Mama trzykrotnej mistrzyni świata z boksie tajskim już w samochodzie dopytywała, czy powinna łyknąć Validol. „Myślę, że nawet dwa” – odpowiedziała beztrosko Joanna Jędrzejczyk. A to był dopiero początek…
Przebojem jesiennej ramówki TVN-u miał być rodzinno-przygodowy program „Starsza pani musi fiknąć”, w którym celebryci zmuszają swoich rodziców do podejmowania ekstremalnych wyzwań. Show wywołało mieszane uczucia. Wielu widzów już sam tytuł uznało za obraźliwy wobec uczestniczących w nim seniorów.
W najnowszym odcinku mistrzyni boksu, boksu tajskiego oraz utytułowana zawodniczka MMA, Joanna Jędrzejczyk, zabrała swoją mamę na Półwysep Jukatan.
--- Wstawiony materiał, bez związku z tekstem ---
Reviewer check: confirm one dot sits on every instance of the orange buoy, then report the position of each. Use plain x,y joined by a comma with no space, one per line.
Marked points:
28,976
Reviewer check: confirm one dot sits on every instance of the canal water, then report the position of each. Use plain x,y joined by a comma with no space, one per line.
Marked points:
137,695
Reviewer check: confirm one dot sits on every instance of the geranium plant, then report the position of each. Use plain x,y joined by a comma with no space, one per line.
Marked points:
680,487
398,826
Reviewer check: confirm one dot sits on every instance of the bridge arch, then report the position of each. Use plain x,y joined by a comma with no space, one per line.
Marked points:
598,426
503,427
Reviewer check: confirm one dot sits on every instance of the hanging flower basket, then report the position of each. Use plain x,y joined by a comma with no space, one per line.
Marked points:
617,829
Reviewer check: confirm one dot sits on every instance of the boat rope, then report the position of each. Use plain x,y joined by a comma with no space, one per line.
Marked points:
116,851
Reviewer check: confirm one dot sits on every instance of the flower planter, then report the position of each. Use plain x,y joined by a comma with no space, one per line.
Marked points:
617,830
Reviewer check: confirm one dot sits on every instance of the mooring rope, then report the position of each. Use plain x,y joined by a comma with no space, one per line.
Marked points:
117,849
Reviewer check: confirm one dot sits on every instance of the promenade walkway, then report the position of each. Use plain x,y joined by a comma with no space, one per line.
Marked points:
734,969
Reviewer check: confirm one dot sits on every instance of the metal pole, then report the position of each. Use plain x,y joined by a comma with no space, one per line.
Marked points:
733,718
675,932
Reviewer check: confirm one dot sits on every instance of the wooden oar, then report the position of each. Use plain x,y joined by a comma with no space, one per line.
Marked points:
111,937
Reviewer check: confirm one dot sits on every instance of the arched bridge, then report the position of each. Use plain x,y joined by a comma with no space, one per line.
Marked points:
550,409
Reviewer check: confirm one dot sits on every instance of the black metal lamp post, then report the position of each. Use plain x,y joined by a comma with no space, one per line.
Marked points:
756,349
– Czy ja powinnam łyknąć Validol? – pytała z niepokojem mama Joasi, która we wprowadzającym filmiku dała się poznać jako osoba o spokojnym usposobieniu, nie do końca przekonana do kariery, którą wybrała jej córka. – Myślę, że nawet dwa – odpowiedziała beztrosko bokserka.
Następnie czekające mamę wyzwanie, polegające na skoku z dużej wysokości do znajdującego się w jaskini jeziora, przedstawiła jako relaksującą kąpiel w źródlanej wodzie.
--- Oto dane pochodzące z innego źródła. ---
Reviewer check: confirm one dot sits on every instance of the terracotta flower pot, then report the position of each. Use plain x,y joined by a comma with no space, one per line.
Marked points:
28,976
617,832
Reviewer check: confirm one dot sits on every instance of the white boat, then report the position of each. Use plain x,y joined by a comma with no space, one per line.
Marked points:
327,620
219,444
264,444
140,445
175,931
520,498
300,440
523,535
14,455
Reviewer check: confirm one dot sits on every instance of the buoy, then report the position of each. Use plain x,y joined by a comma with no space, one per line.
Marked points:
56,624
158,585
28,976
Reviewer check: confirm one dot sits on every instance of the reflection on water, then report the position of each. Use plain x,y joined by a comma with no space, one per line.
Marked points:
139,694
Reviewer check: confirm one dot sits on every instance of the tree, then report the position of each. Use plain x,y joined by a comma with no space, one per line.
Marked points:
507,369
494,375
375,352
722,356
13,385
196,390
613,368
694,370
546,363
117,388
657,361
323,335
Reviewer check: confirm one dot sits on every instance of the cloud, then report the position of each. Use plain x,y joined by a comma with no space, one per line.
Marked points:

– Dziękuję, że znalazłaś też czas na odpoczynek – wyznała z ulgą mama Joanny.
Szybko jednak zrozumiała, że nie o to chodziło…
– Nie, nie, nie, ja mam lęki – wyznała po przybyciu na miejsce i ocenie wysokości. – Nie zrobię tego ani dla ciebie, ani dla siebie. Za wysoko – zapierała się. – No to ja muszę uratować honor rodziny – zdecydowała Joanna – To wszystko jest w naszej głowie.. – skwitowała.
Po odpuszczeniu mamie pierwszego zadania, Joanna zabrała ją monster-truckiem do parku zombie, który sam komentator TVN-u określił jako „jedną z najgłupszych form rozrywki”.
– Mamo, bierz gnata! – wykrzyknęła Joanna, kiedy na drodze zaczęli pojawiać się statyści, przebrani za żywe trupy.
Początkowo szło dobrze, przynajmniej do momentu, gdy zombiaki wdrapały się na pakę i jeden z nich złapał mamę Joanny za nogę. Na szczęście wszystko skończyło się szczęśliwie.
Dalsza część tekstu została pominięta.